Danach führt Lucero durch alle Sphären seines persönlichen Infernos, ist Menschenfeind und Brandstifter, verabscheut sich selbst aber vielleicht am meisten. „I’ve wasted a lifetime in my head/ It’s like wearing a rusted crown of barbed wire/ And I love it.“ Passend dazu entwickelt sich ‚Lightless Walk‚ seinem Titel folgend zu einem peinigenden Kreuzgang der blanken Wut, der allem Positiven seinen abschätzigen Nihilismus ins Gesicht speit, Hoffnung zum blanken Hohn verkommen lässt: „Someday everything will be alright/Someday, but not now“? Von wegen! Diese Platte flirtet gar nicht erst mit der Zuversicht des Silberstreifens am Horizont. „You narcistic fuck/…/Nothing will get better!„
‚Lightless Walk‚ gelingt dabei die Steigerung monströser und bestialischer auszufallen, als es selbst die beiden Hassbatzen ‚Useless Animal‚ und ‚Nothing for Us Here‚ bereits waren, kann diesen Malstrom zwischen Converge, Botch und Coalesce aber über die volle Distanz spannend halten. Cult Leader verdichten Intensität und Dynamik geradezu unberechenbar, (etwa ein ‚Suffer Louder‚ reißt das Steuer absolut furios vom bolzenden Gaspedal zum schwer groovenden Nackenbrecher) geben ihrem Gebräu aber immer wieder genug Luft und Raum, um Ihre immense Aggression variabel zu artikulieren und danach wieder mit punktgenau attackierender Härte auszuticken. Das Blutbad gerät so nie in Gefahr abzustumpfen, denn zwischen fies austickende Sprint-Prügler platzieren Cult Leader Songs wie ‚Sympathetic‚, das sich zu immenser Breite aufreiben, oder ein ‚A Good Life‚, das inmitten des roh und räudig bratenden Chaos gar über weite Strecken in einer versöhnlichen Melodieliebe schwelgt, die von Neurosis bis Hope Drone reicht.

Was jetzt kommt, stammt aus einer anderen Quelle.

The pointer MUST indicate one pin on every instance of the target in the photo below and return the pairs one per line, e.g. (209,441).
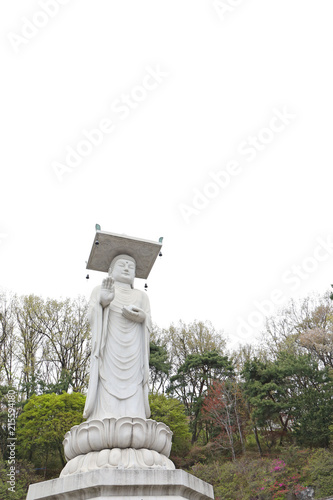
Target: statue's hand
(134,313)
(107,291)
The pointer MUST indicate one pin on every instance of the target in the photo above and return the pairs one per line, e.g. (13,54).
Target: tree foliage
(43,424)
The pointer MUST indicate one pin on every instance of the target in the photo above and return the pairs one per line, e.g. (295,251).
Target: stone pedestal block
(105,484)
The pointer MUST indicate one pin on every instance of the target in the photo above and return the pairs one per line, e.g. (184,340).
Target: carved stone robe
(119,371)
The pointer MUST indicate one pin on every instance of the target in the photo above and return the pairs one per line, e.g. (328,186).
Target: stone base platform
(105,484)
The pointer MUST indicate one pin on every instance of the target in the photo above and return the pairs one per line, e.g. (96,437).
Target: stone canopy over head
(107,246)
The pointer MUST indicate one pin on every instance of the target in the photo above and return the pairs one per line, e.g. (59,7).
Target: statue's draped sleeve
(99,323)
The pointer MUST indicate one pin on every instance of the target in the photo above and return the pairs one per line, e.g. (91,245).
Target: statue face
(124,271)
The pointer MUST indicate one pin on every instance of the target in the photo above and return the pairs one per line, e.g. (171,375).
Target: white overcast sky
(241,89)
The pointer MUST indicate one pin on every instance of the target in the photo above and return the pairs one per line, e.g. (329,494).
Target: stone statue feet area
(117,443)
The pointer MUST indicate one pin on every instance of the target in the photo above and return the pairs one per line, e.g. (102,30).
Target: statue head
(122,269)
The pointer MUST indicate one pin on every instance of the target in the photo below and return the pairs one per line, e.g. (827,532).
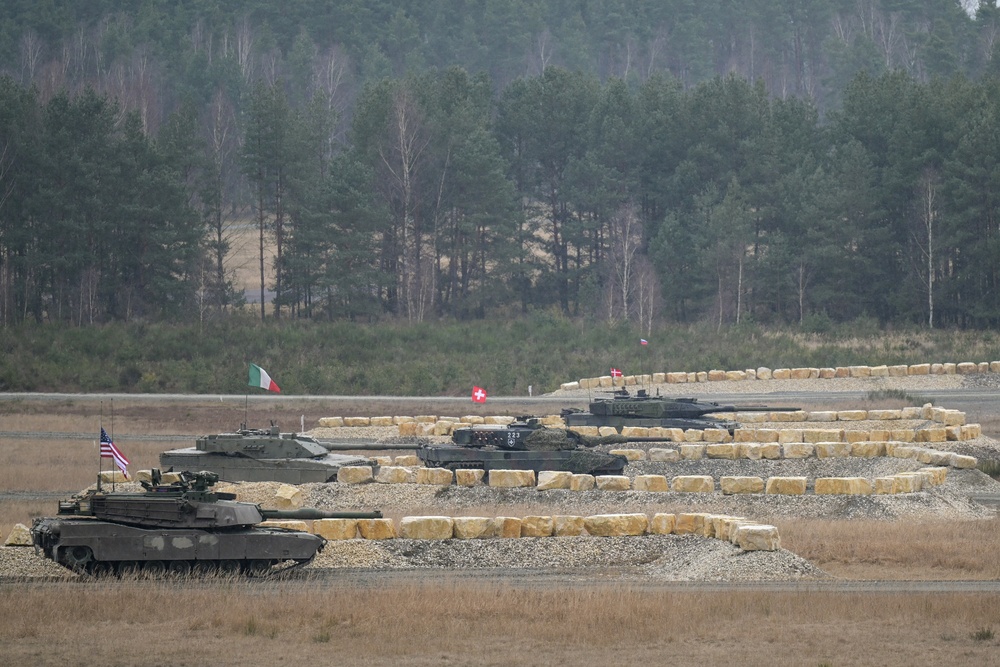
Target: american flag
(109,451)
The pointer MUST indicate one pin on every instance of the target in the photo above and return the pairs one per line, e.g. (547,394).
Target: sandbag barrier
(745,534)
(765,373)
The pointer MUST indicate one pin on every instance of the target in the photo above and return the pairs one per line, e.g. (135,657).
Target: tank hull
(618,423)
(92,545)
(245,469)
(577,461)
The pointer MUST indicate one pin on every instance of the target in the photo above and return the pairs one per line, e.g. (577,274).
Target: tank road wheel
(78,558)
(179,568)
(154,569)
(102,569)
(129,569)
(205,568)
(229,568)
(258,568)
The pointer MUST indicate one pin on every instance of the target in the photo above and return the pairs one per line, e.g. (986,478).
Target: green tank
(526,444)
(261,455)
(176,528)
(623,409)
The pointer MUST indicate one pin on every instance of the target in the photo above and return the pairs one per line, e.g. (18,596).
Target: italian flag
(260,378)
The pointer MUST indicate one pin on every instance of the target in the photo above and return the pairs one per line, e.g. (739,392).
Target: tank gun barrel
(309,513)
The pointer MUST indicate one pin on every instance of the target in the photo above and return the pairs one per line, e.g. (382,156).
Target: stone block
(472,527)
(693,484)
(662,524)
(616,525)
(786,486)
(789,435)
(692,452)
(932,434)
(630,454)
(971,431)
(537,526)
(662,454)
(654,483)
(469,477)
(376,529)
(963,462)
(396,475)
(336,529)
(853,486)
(721,451)
(798,450)
(408,429)
(883,485)
(613,482)
(829,450)
(822,435)
(756,538)
(731,485)
(19,536)
(508,479)
(716,435)
(553,479)
(770,451)
(690,523)
(435,476)
(355,474)
(868,450)
(426,527)
(567,526)
(788,416)
(507,527)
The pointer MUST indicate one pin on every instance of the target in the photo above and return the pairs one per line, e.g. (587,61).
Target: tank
(261,455)
(623,409)
(526,444)
(176,528)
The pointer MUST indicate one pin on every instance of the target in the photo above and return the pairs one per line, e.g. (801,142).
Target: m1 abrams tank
(623,409)
(261,455)
(176,528)
(526,444)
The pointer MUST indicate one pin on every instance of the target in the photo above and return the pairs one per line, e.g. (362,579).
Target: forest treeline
(443,159)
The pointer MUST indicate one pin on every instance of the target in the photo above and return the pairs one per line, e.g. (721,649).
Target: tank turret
(260,455)
(526,444)
(623,409)
(177,528)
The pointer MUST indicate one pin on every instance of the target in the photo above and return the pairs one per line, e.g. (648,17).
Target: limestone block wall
(765,373)
(746,534)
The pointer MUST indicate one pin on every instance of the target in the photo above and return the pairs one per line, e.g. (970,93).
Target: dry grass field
(227,622)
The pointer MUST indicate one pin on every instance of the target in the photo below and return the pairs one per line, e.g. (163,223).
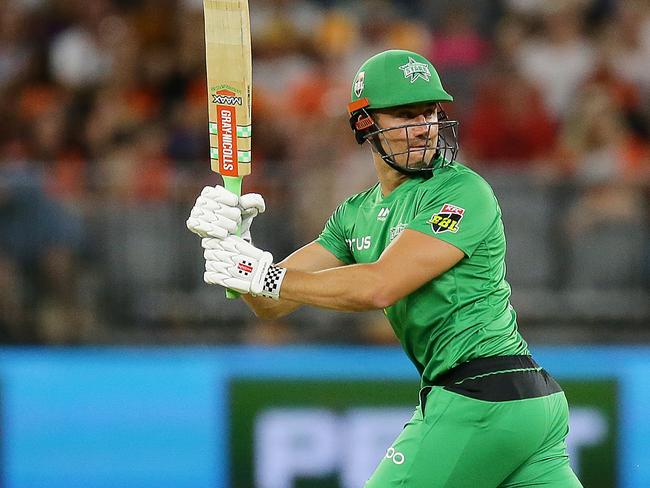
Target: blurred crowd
(103,148)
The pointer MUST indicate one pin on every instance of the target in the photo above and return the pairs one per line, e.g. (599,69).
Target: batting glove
(216,213)
(234,263)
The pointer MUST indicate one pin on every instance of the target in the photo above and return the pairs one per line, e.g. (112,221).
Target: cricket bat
(229,70)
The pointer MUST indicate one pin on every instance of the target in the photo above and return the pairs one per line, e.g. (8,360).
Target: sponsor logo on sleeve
(383,213)
(447,219)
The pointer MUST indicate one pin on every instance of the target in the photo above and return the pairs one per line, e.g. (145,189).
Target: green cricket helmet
(399,78)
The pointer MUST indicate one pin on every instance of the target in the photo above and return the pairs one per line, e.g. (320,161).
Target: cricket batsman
(426,244)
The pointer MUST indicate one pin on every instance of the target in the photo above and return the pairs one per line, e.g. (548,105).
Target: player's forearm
(353,288)
(268,309)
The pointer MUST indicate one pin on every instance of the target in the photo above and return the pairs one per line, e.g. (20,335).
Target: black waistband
(498,379)
(484,366)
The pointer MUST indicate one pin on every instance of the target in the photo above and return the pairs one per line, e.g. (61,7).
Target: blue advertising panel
(179,417)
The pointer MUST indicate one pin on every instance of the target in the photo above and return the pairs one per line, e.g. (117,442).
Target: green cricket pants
(496,422)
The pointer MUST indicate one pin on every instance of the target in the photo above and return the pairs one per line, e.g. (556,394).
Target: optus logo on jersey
(359,243)
(395,456)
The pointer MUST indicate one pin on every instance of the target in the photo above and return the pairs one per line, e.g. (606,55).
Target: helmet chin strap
(425,173)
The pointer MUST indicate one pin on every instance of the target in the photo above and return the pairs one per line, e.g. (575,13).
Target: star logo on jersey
(383,214)
(396,231)
(447,219)
(414,70)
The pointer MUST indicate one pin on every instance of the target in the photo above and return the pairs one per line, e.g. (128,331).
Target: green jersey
(462,314)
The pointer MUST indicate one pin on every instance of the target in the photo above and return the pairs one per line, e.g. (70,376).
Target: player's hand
(251,205)
(234,263)
(216,213)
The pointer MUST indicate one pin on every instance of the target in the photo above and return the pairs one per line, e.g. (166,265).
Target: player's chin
(419,158)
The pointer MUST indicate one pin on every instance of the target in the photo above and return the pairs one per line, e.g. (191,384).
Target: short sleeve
(333,236)
(462,215)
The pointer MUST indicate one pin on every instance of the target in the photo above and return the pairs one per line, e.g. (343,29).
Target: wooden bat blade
(229,74)
(229,70)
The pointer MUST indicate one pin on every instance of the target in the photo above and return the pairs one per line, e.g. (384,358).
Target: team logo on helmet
(414,70)
(359,83)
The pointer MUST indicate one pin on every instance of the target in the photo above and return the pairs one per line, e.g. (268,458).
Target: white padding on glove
(216,213)
(251,205)
(234,263)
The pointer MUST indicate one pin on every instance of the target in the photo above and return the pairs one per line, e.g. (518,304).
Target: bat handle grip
(233,184)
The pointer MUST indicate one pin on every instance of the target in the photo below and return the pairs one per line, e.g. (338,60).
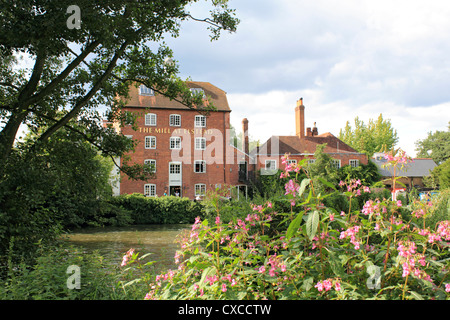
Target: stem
(404,287)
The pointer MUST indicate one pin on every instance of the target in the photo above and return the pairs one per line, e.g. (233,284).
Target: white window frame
(200,143)
(175,120)
(175,143)
(202,164)
(144,91)
(199,187)
(150,142)
(200,121)
(150,119)
(150,190)
(337,163)
(274,167)
(353,163)
(150,162)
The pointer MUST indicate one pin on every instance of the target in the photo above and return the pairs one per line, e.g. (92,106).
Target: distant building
(412,173)
(303,146)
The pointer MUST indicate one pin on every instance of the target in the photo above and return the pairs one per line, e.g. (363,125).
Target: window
(174,168)
(336,163)
(200,189)
(175,120)
(200,121)
(200,166)
(144,91)
(197,91)
(150,190)
(150,142)
(200,143)
(175,143)
(271,164)
(150,119)
(354,163)
(151,162)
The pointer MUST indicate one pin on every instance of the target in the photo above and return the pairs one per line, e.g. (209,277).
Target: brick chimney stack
(300,119)
(245,146)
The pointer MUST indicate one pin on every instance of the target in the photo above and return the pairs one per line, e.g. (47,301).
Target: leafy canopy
(76,71)
(369,138)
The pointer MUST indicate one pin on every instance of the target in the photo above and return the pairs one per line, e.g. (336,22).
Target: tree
(440,176)
(436,146)
(76,70)
(78,66)
(377,135)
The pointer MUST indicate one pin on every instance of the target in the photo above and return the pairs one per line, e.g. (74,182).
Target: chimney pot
(245,144)
(300,119)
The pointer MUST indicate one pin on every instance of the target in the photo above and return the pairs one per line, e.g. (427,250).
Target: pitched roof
(159,101)
(305,145)
(421,167)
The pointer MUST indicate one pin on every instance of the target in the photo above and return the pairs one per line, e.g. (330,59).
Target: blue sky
(345,58)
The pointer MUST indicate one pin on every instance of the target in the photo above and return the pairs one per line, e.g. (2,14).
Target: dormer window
(198,91)
(144,91)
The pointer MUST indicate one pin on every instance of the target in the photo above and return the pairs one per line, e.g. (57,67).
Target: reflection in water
(114,242)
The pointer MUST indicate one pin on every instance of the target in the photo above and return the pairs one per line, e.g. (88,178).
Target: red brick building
(190,153)
(303,145)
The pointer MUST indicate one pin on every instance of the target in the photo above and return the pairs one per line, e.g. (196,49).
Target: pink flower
(127,257)
(337,286)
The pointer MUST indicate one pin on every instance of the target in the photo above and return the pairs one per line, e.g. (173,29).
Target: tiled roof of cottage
(305,145)
(158,101)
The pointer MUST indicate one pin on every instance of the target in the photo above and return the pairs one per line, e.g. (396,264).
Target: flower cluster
(354,186)
(327,285)
(127,257)
(373,207)
(351,233)
(398,157)
(275,263)
(409,257)
(289,167)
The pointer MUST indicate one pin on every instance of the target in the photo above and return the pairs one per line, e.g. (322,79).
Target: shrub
(379,252)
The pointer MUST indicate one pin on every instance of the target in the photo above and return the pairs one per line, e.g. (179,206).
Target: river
(114,242)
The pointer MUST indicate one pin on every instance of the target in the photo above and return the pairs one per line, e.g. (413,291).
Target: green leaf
(311,224)
(416,296)
(294,225)
(325,182)
(303,185)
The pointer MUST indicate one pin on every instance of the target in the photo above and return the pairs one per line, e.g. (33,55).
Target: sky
(346,59)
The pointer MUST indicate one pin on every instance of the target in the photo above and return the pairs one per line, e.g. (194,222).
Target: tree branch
(64,74)
(84,101)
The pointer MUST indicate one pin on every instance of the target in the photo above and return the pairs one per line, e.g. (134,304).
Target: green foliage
(61,187)
(47,278)
(377,135)
(440,176)
(162,210)
(384,251)
(439,145)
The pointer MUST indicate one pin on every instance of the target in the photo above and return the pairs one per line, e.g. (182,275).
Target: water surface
(114,242)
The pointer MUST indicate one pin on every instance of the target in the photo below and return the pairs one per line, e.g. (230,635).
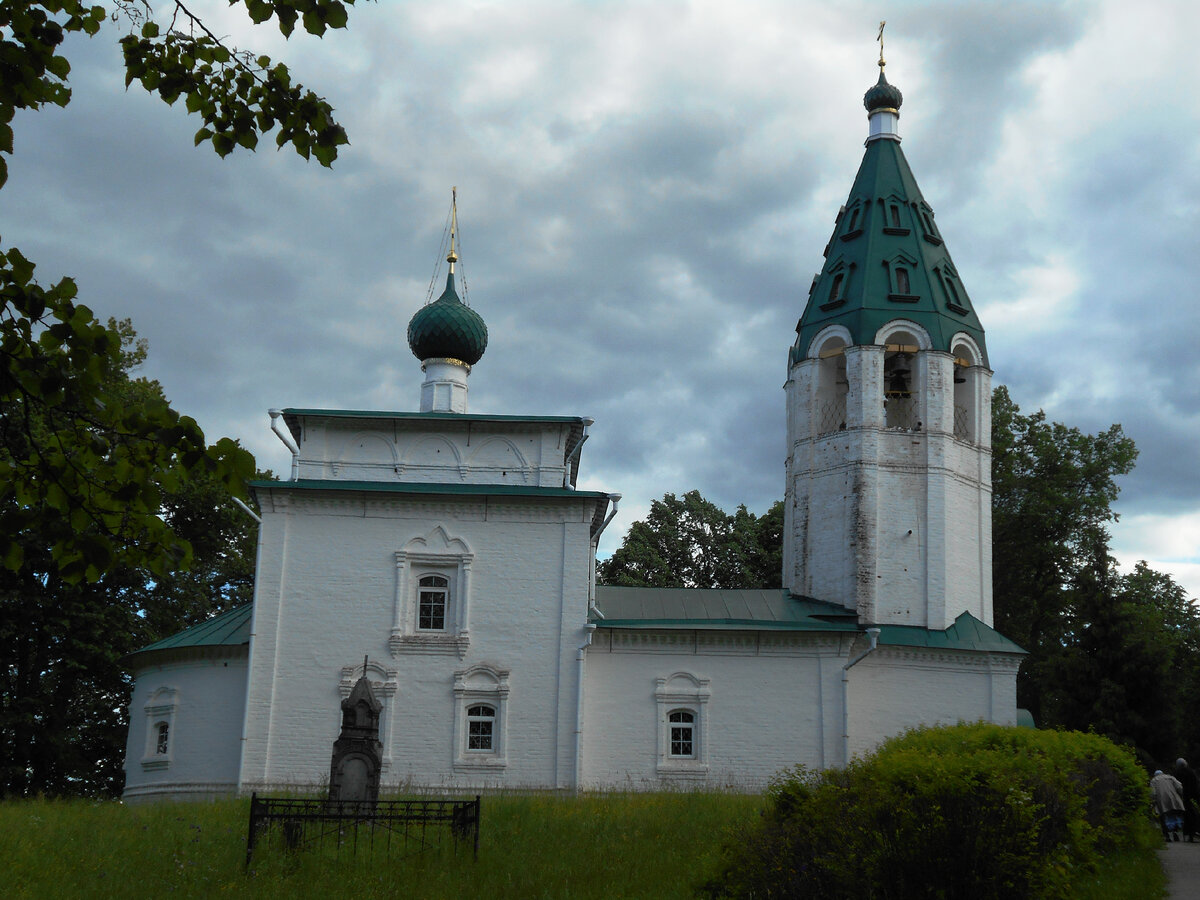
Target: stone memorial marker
(358,754)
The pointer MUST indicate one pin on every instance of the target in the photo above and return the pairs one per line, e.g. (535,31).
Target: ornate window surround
(480,685)
(436,553)
(160,709)
(683,691)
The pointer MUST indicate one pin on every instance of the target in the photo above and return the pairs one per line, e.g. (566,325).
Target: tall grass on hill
(600,845)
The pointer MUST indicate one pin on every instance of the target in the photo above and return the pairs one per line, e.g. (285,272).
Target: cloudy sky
(645,190)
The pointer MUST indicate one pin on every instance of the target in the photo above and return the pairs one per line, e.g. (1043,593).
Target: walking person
(1191,795)
(1168,795)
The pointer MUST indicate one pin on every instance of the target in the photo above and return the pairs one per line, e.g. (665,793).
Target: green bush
(973,810)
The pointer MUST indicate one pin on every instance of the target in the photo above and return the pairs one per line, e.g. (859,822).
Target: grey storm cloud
(645,193)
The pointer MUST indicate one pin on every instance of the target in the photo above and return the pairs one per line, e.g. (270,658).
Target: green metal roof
(713,609)
(887,226)
(433,417)
(966,634)
(316,484)
(773,611)
(229,629)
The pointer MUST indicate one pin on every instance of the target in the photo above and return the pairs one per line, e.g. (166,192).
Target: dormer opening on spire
(903,388)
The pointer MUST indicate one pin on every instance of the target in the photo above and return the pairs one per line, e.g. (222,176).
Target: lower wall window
(481,701)
(160,735)
(683,737)
(682,700)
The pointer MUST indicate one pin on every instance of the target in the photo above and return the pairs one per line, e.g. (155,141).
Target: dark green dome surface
(448,329)
(882,96)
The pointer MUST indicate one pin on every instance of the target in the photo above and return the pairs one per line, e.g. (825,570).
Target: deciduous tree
(63,688)
(102,496)
(690,543)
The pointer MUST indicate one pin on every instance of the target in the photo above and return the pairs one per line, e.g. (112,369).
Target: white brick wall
(893,523)
(208,689)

Dass sich ‚Lightless Walk‚ danach bis zu seinem durch die vehemente Riff/Feedback-Dissonanz von ‚Hate Offering‚ beharrlich eingeleiteten Finales in eine halsbrecherische Abfahrt wirft und niemanden mehr schont, passt dann nur zu kompromisslos: „Lightless Walk explores ideas of depression, isolation, sadness and hope“ erklärt Lucero, in gewisser Weise ist das Debütalbum seiner Band aber auch ein mit unterschwelliger Traurigkeit hantierender, frustrierter Klumpen über die Liebe (in all ihren auch blasphemischen Facetten) geworden, ein emotionaler Husarenritt, gezeichnet vom Leben: „I’m covered in ten thousand scars/I didn’t even know I had them and I can’t see how deep it runs“ brüllt Lucero,“Rotting from the inside/Kneel before the plague/…/Fake love to spread hate„. ‚Lightless Walk‚ ist keine angenehme Erfahrung geworden. Aber eines der imposantesten Alben des Jahres, das noch nicht einmal die mittlerweile stets gleich klingende Kurt Ballou-Produktion die Alleinstellung nehmen kann.